My current work explores these challenges and is influenced by biologist David George Haskell’s statement: “We are all – trees, humans, insects, birds, bacteria – pluralities. Life is embodied network. These living networks are not places of omnibenevolent oneness. Instead, they are where ecological and evolutionary tensions between cooperation and conflict are negotiated and resolved.” This work responds visually to scientific research around increased temperatures and its effect on oceans, coral reefs, forests, extreme floods, droughts and wildfires, and mass internal and external migration. The writer Oliver Sacks wrote: “I have been a sentient being, a thinking animal, on this beautiful planet, and that in itself has been an enormous privilege and adventure!” And poet Mark Strand’s memorable words come to mind: “It’s such a lucky accident, having been born, that we’re almost obliged to pay attention.” He said: “We are only here for a short while. And I think it’s such a lucky accident, I mean, we are – as far as we know, the only part of the universe that is self-conscious. We could even be the universe’s form of consciousness. Most of our experience is that of being a witness. We see and hear and smell, I think being alive is responding.”

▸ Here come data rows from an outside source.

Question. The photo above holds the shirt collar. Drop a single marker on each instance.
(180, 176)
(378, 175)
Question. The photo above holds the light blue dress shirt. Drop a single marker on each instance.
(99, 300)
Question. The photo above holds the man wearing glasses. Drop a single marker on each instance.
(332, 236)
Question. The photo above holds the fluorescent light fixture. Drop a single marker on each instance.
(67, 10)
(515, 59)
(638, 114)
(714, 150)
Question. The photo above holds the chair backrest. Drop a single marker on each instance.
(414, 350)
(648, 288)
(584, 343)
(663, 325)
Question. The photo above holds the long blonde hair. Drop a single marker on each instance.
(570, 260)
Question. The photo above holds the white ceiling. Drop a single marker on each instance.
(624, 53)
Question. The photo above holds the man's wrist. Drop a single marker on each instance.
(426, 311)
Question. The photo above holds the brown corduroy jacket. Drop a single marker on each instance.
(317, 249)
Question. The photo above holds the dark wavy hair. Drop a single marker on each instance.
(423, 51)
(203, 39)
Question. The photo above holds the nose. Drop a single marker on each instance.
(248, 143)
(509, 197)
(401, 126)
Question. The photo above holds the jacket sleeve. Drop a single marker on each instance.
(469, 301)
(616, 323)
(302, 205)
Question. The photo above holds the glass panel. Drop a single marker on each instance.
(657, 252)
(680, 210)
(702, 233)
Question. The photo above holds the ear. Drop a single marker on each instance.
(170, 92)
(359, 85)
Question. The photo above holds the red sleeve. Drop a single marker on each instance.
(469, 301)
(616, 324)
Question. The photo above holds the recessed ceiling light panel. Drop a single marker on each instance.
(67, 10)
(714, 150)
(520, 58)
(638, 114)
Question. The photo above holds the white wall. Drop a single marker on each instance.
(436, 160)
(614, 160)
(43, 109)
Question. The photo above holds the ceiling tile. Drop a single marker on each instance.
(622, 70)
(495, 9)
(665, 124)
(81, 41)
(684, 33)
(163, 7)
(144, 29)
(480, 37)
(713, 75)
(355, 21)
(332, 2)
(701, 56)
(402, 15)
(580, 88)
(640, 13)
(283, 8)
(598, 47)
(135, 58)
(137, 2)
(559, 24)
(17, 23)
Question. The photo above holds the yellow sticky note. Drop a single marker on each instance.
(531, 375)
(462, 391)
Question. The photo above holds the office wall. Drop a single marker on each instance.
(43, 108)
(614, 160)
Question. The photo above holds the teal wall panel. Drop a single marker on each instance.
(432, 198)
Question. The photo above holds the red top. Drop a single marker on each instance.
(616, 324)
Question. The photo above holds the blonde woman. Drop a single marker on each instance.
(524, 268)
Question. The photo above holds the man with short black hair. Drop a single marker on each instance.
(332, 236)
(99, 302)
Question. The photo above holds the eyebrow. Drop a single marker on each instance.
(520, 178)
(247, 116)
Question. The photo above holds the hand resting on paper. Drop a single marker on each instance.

That pretty much sums it up for me.
(Top image: Scream (detail), 150 x 158 cm, mixed media drawing, 2020)
Tessa Teixeira was born in South Africa. She graduated from WITS University in 1991 with a BprimED, majoring in Art. She has worked in access for housing projects for lower income sectors, started a NGO and raised the money to build two schools for primary school children, and worked for The Mineworkers Development Agency, addressing rural development needs in South Africa. In 2006, she started her art practice and in 2010, she participated in short art courses in the US and UK. At the end of 2011, she returned to Johannesburg and developed her artwork focused on philosophy, climate and ecology.